Dr Yeung Wing-hon, principal of Confucius Hall Secondary School in Causeway Bay, called it an honour to work with the Rugby Football Union, which introduced the scheme in its community rugby programme.
"We're pioneers," Yeung said. "It's an opportunity for our students to learn more about what has always been seen as a middle-class, expatriate sport.
"It's a chance to integrate with a different culture. It'll also help the students to develop discipline and teamwork."
The programme, which begins in September, will involve a local player coaching 13- to 14-year-old pupils once a week.
It will focus first on the boys, but Yeung hopes that the girls will also get involved as the programme grows more popular in the school.
"My students are excited about it already," he said. "Many know rugby only as part of the Hong Kong Sevens, so to be taught the game is a real plus … They're looking forward to it."
The School of Rugby programme is aimed at using sport to help youngsters tackle a range of social and educational issues. It is modelled on a similar project in Scotland that had a positive impact on local youth development.

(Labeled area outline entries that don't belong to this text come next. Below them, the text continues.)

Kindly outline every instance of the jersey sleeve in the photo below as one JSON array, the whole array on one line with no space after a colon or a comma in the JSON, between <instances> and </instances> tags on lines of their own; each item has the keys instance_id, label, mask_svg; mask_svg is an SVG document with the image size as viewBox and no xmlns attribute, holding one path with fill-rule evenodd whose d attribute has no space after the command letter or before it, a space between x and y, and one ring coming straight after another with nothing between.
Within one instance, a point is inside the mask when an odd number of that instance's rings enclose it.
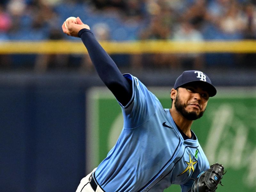
<instances>
[{"instance_id":1,"label":"jersey sleeve","mask_svg":"<svg viewBox=\"0 0 256 192\"><path fill-rule=\"evenodd\" d=\"M156 113L156 96L138 79L129 74L124 76L132 81L132 94L128 103L122 108L124 127L127 129L136 128L146 122Z\"/></svg>"}]
</instances>

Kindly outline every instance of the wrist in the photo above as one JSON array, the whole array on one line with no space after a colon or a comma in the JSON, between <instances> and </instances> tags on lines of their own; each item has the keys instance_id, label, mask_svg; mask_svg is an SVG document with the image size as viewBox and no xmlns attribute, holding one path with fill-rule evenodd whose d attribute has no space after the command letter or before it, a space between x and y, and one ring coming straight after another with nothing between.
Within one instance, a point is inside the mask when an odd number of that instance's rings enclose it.
<instances>
[{"instance_id":1,"label":"wrist","mask_svg":"<svg viewBox=\"0 0 256 192\"><path fill-rule=\"evenodd\" d=\"M81 38L82 34L86 32L89 32L89 33L90 33L92 34L92 32L89 29L87 29L84 28L82 29L78 32L78 36L79 36L79 37Z\"/></svg>"}]
</instances>

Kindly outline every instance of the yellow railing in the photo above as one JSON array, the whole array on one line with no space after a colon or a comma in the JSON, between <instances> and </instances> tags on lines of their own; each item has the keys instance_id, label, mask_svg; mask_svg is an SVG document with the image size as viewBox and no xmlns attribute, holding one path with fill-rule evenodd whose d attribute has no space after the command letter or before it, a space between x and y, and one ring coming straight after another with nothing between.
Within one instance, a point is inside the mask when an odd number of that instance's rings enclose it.
<instances>
[{"instance_id":1,"label":"yellow railing","mask_svg":"<svg viewBox=\"0 0 256 192\"><path fill-rule=\"evenodd\" d=\"M199 42L152 41L102 42L109 54L142 53L256 53L256 41ZM0 42L0 54L83 54L87 52L79 41Z\"/></svg>"}]
</instances>

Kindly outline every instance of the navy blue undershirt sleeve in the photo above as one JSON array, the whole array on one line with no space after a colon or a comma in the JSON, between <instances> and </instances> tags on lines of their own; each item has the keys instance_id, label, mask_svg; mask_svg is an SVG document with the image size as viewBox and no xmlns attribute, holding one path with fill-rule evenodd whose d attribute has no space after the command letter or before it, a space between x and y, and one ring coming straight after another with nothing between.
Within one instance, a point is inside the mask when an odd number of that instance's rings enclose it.
<instances>
[{"instance_id":1,"label":"navy blue undershirt sleeve","mask_svg":"<svg viewBox=\"0 0 256 192\"><path fill-rule=\"evenodd\" d=\"M78 35L87 49L100 77L117 100L123 106L126 105L132 95L131 81L123 76L90 30L83 29Z\"/></svg>"}]
</instances>

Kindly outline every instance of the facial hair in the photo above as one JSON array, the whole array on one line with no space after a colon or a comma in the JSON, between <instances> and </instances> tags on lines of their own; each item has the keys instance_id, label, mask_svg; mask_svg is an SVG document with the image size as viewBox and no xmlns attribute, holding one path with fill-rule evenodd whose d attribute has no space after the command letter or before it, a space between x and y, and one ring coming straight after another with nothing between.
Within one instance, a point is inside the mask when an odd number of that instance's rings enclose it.
<instances>
[{"instance_id":1,"label":"facial hair","mask_svg":"<svg viewBox=\"0 0 256 192\"><path fill-rule=\"evenodd\" d=\"M188 120L196 120L199 119L203 116L205 110L201 111L197 115L195 111L189 112L186 109L186 105L182 104L180 99L179 93L177 94L176 99L174 102L174 106L177 110L187 119Z\"/></svg>"}]
</instances>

Union chairman Trevor Gregory said sport had a prominent role to play in Hong Kong's school communities, not just in terms of elite achievement, but also in providing a learning context to support youth education in and out of the classroom.
"We believe rugby, in particular, can make a positive contribution to enhancing achievement, attendance and behaviour and fostering discipline, together with creating a sense of commitment and pride both among pupils and the school itself," he said.
Other union programmes use rugby to reduce juvenile delinquency, teach English, combat discrimination and build pupils' self-confidence and self-esteem.